Kızlı-Erkekli!

Kızlı-Erkekli!

‘Kızlı-erkekli’ öğrenci evlerinin denetlenmesine yönelik açıklamalar, eli sopalı devlet baba anlayışının tezahürüdür. Aslına bakarsanız bu anlayış, anayasaya veya uluslararası hukuk sözleşmelere aykırı olsa da bireysel özgürlük ve yaşam alanlarına müdahale etmekte her zaman kendini görevli sayar. Sadece gençleri değil, tüm toplumu ‘bir hizaya çekmek’ gerektiğini düşünür.

Tabi, eli sopalı devlet baba, bireysel özgürlüklere hukuk ilkesi üzerinden değil, toplumsal değer yargıları, din, örf adet ve genel ahlak üzerinden yaklaşmaktadır. O nedenle hukuk devleti ilkesine aykırılık ya da anayasa hükmünün ihlali gibi durumlar burada bir anlam taşımaz. Bugün olduğu gibi, demokratikleşme hedefinin bu denli dillendirildiği bir dönemde dahi bu ironik durum yaşanabilmektedir.

Kaldı ki yaşam tarzı üzerinden insanların bu denli töhmet altında bırakılması çok tehlikelidir. Çünkü bu tür ‘niyet okuma’ tarzı siyaset anlayışının, siyasi kesimlerin birbiri aleyhine ortaya koyduğu yıkıcı, toplumu parçalayıcı ve bireyleri rencide edici bir pratiğe dönüştüğüne yıllarca tanık olduk. 12 Eylül döneminde terörist ilan edilen öğrenciler gibi, şimdi de “camide bira içiyorlar” ya da “kızlı erkekli aynı evde kalıyorlar” gibi ifadelerle gençler üzerinde toplumsal baskı yaratılıyor.

Siyasetin kamuoyuna hedef yaptığı böylesi durumlarda sonuç polis baskınları ile sınırlı kalmıyor. Bu tür öğrenci gruplarına çevrenin yapacağı baskı meseleyi şirazesinden çıkarır. Zaten öğrencilere kiralık ev vermeyen, her fırsatta onları şikâyet eden, dış mihrakların esiri gören ve bilinçaltında olumsuz hisler besleyenlere de gün doğmuş oluyor. Bunlar basit laf atmadan, linç gösterilerine gidebilecek kadar hassas ve tehlikeli tutumlardır. Gezi olaylarında İstanbul’da, Eskişehir’de gencecik evlatlarımıza acımasızca saldıranların görüntüleri hala hafızalarımızda tazedir.
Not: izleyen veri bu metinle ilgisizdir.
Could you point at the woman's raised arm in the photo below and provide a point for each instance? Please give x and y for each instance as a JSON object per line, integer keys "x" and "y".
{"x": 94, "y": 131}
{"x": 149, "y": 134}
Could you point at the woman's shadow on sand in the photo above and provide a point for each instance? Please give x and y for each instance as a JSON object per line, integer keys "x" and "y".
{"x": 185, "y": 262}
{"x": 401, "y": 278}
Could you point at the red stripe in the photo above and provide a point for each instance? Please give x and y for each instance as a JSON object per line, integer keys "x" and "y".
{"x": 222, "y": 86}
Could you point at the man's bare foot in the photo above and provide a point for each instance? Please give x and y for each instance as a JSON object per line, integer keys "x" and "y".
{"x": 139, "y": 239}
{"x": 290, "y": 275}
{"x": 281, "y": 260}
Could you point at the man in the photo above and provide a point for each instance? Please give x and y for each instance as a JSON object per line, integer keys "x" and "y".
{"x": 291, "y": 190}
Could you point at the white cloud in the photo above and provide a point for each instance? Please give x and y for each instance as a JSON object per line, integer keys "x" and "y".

‘Kızlı-erkekli evler’ gündemini yaratanlar umarım amaçlarına ulaşamazlar. Türban meselesinde olduğu hassas konular üzerinden taraf oluşturmak sığ siyasetin vazgeçemediği metottur. Gençlere ve özellikle üniversite gençliğine yapılan bu sözlü saldırılar bir şekilde muhafazakâr ailelerin oyları üzerinden planlanmıştır. Öğrenci evlerine bakış bir anlamda deşifre olmuştur.
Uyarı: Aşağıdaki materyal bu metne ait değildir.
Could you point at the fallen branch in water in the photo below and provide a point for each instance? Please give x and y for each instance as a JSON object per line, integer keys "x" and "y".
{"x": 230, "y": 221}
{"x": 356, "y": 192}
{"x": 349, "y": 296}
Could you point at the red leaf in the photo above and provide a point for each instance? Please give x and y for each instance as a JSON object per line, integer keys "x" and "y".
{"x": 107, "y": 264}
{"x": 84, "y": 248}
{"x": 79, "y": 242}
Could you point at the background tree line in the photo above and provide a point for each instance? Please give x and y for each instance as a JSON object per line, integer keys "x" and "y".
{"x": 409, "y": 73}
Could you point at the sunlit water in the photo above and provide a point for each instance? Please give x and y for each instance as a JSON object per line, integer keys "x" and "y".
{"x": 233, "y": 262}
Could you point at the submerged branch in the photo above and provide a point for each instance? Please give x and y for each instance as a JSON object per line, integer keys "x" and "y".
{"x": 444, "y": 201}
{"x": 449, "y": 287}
Öğrencilerin barınmada yaşadıkları bir sıkıntı var ise, bu tümüyle paralı hale getirilen eğitim sisteminin kendisinden kaynaklıdır. “Madem gençlerin daha rahat etmesi için çabalıyorsunuz neden bu güne kadar yeni yurtlar açılmadı” diye size sormazlar mı? Ya da Cemaat yurtlarındaki artış ve burada kalan öğrencilerin durumu acaba hükümeti hiç rahatsız etmiyor mu? Tüm öğrenciler cemaat yurtlarında mı kalmaya başlasın.
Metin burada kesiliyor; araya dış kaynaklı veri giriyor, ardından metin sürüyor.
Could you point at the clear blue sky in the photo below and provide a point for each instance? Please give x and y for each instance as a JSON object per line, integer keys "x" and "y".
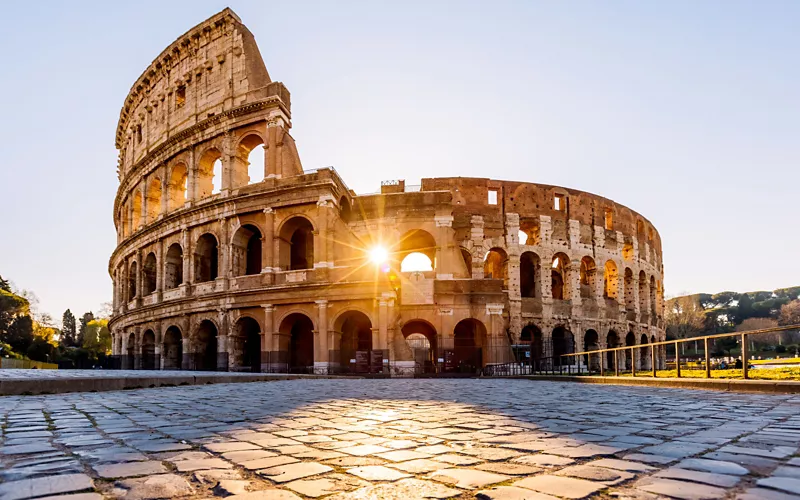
{"x": 688, "y": 112}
Toplumu ayrıştırmak yerine gerçek sorunlara çözüm üretmek hükümetin sorumluluğundadır. Sürekli töhmet ve tehdit yöntemiyle gençleri yarınlara hazırlamak mümkün değildir. “Elimizde görüntü kasetleri var, emniyete gelmiş ihbarlar var, rahatsız olan kesimler var, yurt dışı bağlantısı var” gibi son moda soyut söylemlerden bir an önce vazgeçilmeli. Bunun yerine; somut kanayan sorunlar gündem etmeli.

Örneğin; sayılarının 1 milyon olduğu söylenen çocuk gelinler meselesi. Birçoğu zorla evlendirilen ve hatta kimlikte yaşı büyültülerek doğum yapan kız çocuklarının daha fazla gündem edilmesi gerekmez mi acaba? Bunların yaşam şartları, gördükleri baskılar neden gündem edilmiyor. Bunlara ilişkin bir tedbir ya da polisiye denetim yapılıyor mu? Daha yakın zaman da televizyon kanalarında Adana’da 13 yaşındaki bir kız çocuğunun düğünü yayınlandı.

İmam nikâhlı evliliklere ilişkin bir çalışma var mı? Zorla evlendirilen kadınlar. Hatta mecliste çok eşli evlilikler olduğu biliniyor.

En çarpıcı olan ise; devlete teslim edilmiş çocuk sığınma evlerinde yaşanan tecavüz olayları, hiç bitmek bilmez suiistimaller. Kendini koruyamayan, devlete sığınmış veya koruma altına alınmış çocukları kötülüklerden ne kadar koruyabiliyoruz?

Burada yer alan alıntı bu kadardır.